Уже поздно вечером они кейфовали вокруг костерка. Все, кроме хозяина, запьянели от «фирсовки» и густой божественной ухи. Колхозный вожак молодёжи уже вырубился и слегка похрапывал, очкарик корреспондент из «Вымпела», в узеньких модных брючках и кедах на босу ногу, клевал носом в колени. Быков тоже крепко выпил и, сбросив свою раннюю сановность, совсем несолидно то и дело вскакивал и бежал к садку взглянуть на увесистую щуку, выловленную им на вечерней зорьке.
– Слушай, Валентин, – вдруг встревожено спросил он Фирсова, когда тот в очередной раз лишь пригубил, – чего это ты скромничаешь? Пей, я разрешаю!
– Да что-то не хочется, честное комсомольское, – начал оправдываться Валя. – Да и обещал вон ему, – кивнул Фирсов на журналиста, – заметку к утру написать. Как мы к Ленинскому зачёту готовимся.

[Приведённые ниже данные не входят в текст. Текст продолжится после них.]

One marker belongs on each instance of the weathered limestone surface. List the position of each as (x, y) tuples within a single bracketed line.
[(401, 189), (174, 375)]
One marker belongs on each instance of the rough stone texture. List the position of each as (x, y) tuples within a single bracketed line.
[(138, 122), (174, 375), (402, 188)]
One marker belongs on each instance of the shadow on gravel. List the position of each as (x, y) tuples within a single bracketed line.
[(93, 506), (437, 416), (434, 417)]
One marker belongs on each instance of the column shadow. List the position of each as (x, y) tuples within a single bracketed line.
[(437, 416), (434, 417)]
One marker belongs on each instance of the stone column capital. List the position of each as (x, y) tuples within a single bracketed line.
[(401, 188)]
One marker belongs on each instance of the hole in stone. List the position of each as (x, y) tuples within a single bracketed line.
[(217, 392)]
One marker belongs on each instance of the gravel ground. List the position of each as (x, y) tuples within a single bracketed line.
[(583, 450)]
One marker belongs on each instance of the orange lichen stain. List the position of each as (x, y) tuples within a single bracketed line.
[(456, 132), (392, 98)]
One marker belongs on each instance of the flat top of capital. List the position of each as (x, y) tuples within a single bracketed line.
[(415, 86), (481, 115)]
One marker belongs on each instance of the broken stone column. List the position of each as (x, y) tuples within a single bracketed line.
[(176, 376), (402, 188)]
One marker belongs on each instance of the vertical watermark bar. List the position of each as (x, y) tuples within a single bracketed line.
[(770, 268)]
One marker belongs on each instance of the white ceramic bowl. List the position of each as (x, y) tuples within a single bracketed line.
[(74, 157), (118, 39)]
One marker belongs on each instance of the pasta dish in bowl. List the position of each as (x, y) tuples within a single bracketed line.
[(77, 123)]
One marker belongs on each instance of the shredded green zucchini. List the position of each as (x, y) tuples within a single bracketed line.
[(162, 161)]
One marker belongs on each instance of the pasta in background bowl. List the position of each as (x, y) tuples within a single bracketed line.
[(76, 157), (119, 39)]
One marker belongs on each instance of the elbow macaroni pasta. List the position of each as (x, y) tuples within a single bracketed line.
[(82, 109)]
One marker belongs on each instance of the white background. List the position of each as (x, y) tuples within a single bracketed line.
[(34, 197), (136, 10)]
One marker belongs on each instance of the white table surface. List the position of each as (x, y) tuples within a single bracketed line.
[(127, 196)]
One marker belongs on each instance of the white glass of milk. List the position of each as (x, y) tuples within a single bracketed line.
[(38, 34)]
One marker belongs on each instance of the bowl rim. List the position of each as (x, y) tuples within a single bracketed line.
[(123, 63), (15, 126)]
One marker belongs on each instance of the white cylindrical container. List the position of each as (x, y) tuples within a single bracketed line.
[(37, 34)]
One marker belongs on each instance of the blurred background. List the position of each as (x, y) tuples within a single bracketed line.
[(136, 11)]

Сейчас вот вас положу отдыхать и сяду сочинять.
– Ну-ну… – протянул первый, внимательно и как-то трезво взглянув на Валю Фирсова.
Валя потом несколько дней тревожился: что означал сей пристальный взгляд? Не рассердился ли секретарь?

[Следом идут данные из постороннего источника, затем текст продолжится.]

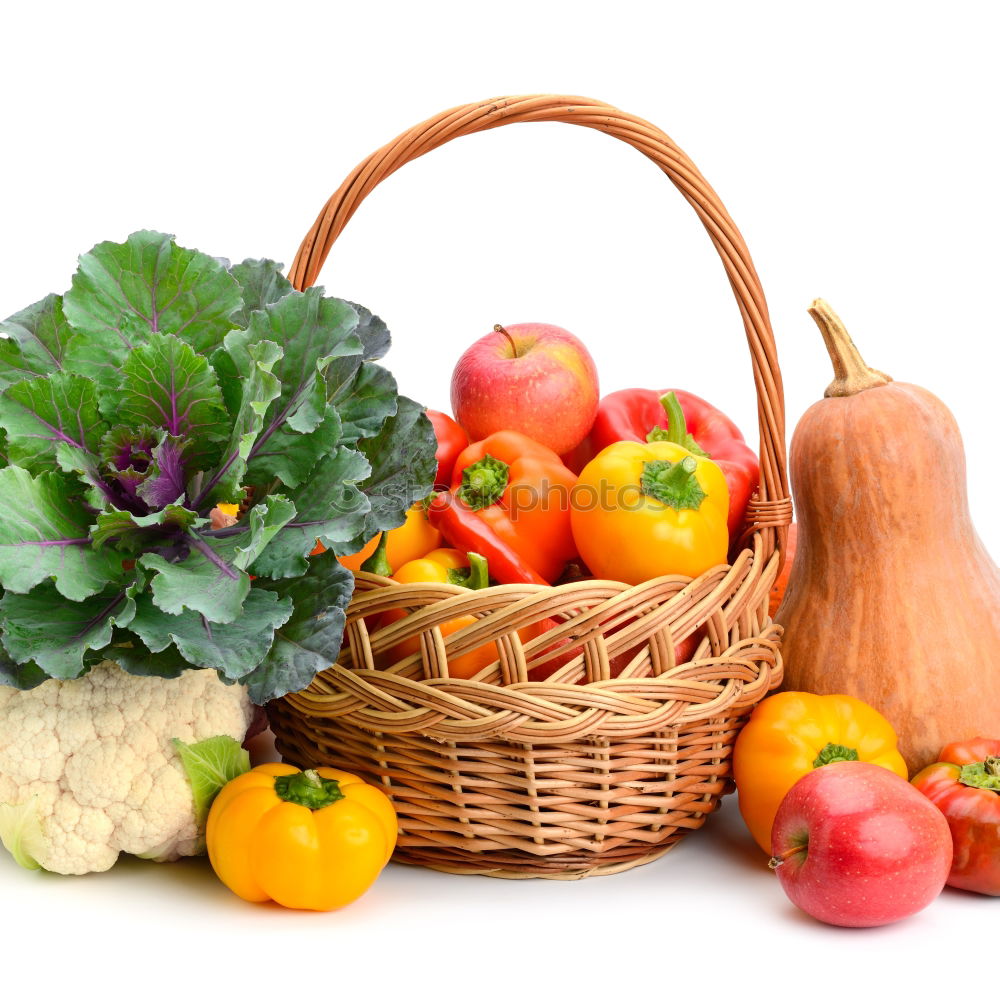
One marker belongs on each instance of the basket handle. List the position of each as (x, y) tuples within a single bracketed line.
[(770, 512)]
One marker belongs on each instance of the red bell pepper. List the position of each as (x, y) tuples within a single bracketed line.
[(965, 785), (520, 491), (452, 441), (460, 525), (645, 415)]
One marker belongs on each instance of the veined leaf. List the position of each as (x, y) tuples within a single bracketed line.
[(38, 337), (130, 531), (262, 283), (134, 658), (209, 765), (233, 650), (402, 471), (41, 413), (248, 386), (55, 634), (165, 478), (329, 507), (23, 676), (165, 384), (313, 330), (373, 333), (366, 402), (212, 579), (45, 533), (124, 292), (311, 638), (291, 457)]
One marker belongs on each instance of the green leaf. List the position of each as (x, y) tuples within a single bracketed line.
[(22, 676), (131, 531), (41, 413), (313, 330), (21, 832), (366, 402), (209, 765), (233, 650), (38, 337), (205, 581), (248, 386), (124, 292), (212, 579), (402, 471), (45, 533), (310, 640), (262, 283), (373, 333), (54, 633), (329, 507), (164, 384), (135, 658), (291, 457)]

Оказывается – нет. Наоборот, он стал частенько наезжать в Нахаловку.
А вскоре, через годок, Валя Фирсов уже жил на квартире в райцентре, служил инструктором райкома комсомола и учился в вечерней школе. Притом, учился всерьёз, кляня себя за былую лень, урывая время от сна, вгрызался, словно отбойный молоток, в гранит науки. Тогда у него уже отчеканились окончательно правила жизни, которые, он верил, помогут ему выбиться из грязи в князи. Правила эти в сжатом виде сводились к простейшей формуле: не пить, иметь вузовский диплом и быть всегда почтительным со старшими по службе.
Причем, самой гениальной частью триединства была, конечно же, первая. Во время повального и повсеместного пьянства Валя сумел увидеть и предугадать, что рано или поздно начнётся широкая кампания борьбы с «зелёным змием» – этим эвфемизмом любил Валя обзывать пьянящие напитки в своих заметульках (он, с лёгкой руки очкарика-стиляги из «Комсомольского вымпела», начал пописывать в молодёжку и в районную газету). Да и в те брежние застольные времена, как он прозорливо подметил, начальство как бы само ни упивалось, а в подчинённых больше любило почему-то трезвость. Вот и решил Валя Фирсов сразу и на всю оставшуюся жизнь: всегда пить меньше начальства, с подчинёнными (когда они будут) не пить вовсе, всячески и везде подчёркивать свою трезвость.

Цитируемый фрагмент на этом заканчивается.